General tips, all helpful:
After the persona is fully created, create the accounts for your sock. Email, LinkedIn, Instagram, blog, the depth depends on your intent. For romance scammers, you need very little - 1 account, you're phishin' for a scammer boyfriend (or girlfriend)
OSINT your sock puppet before launching it. Look for flags that you yourself would find alarming and fix those things. Do research on yourself, it goes back to setting up a history on yourself.
OSINT your sock puppet all while using it, don't sleep on Googling yourself ever but especially if you are end up having a higher profile sock puppet. You are going to want to know if you need to change up your procedures.
Unstitching the character.
One simple sentence here - take notes on what you do so that when you need to burn your character you just go backwards. Simple!
Identifying and defending against sock puppet accounts.
I have not found a better explanation of identifying bot/sock puppet accounts than this: "Bots and sockpuppets are best identified through five key features: IP-based correlation, temporal-based correlation, signs of automation in metadata, social subgraphs, and content similarity. However, just because two bots share similar features doesn’t mean they operate in the same way. Techniques that identify one type of bot network may be totally ineffectual at identifying another network." - Daniel Kats Norton
And if you're like me, trying to think like an attacker, you'll have taken note to be careful of the five things above.

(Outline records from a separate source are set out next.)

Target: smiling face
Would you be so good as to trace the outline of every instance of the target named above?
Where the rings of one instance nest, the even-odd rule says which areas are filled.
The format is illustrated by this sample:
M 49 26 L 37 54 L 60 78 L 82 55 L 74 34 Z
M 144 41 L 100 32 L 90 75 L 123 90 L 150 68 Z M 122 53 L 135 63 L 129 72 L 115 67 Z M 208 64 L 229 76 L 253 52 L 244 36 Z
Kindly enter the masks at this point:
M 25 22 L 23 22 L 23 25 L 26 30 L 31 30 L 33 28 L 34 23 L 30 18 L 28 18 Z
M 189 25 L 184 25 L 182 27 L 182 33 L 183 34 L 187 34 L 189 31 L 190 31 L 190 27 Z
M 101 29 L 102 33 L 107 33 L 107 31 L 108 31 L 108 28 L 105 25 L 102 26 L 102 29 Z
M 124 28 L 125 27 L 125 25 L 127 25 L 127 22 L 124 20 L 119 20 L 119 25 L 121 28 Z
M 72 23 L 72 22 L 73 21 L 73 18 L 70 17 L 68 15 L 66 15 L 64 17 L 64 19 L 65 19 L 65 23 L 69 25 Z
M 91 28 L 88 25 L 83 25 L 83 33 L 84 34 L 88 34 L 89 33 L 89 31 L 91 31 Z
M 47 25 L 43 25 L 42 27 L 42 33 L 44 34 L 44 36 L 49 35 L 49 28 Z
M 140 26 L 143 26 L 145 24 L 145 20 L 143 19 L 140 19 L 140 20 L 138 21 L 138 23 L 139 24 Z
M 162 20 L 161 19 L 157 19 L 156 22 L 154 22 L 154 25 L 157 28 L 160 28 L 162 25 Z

Use platforms like https://botsentinel.com/ or https://botometer.osome.iu.edu/ to check on specific usernames. Check on yourself and check on who you are talking to.
It's important to note that it's good to always research for new tools and platforms, there's really cool stuff being launched all the time that will assist you with your puppetry. One of my recent thoughts was to see if I could customize a sock persona using a platform like Midjourney but I don't think we're quite there yet in terms of the prompt recognition. If this blog is older than 6 months, I would suggest you do your due diligence and go Googlin' for new techniques and things.
Most importantly, there is 100% a correlation between f*ing around and finding out so have fun and play and experiment. You can mess up but you can't fail when it comes to sock puppet accounts.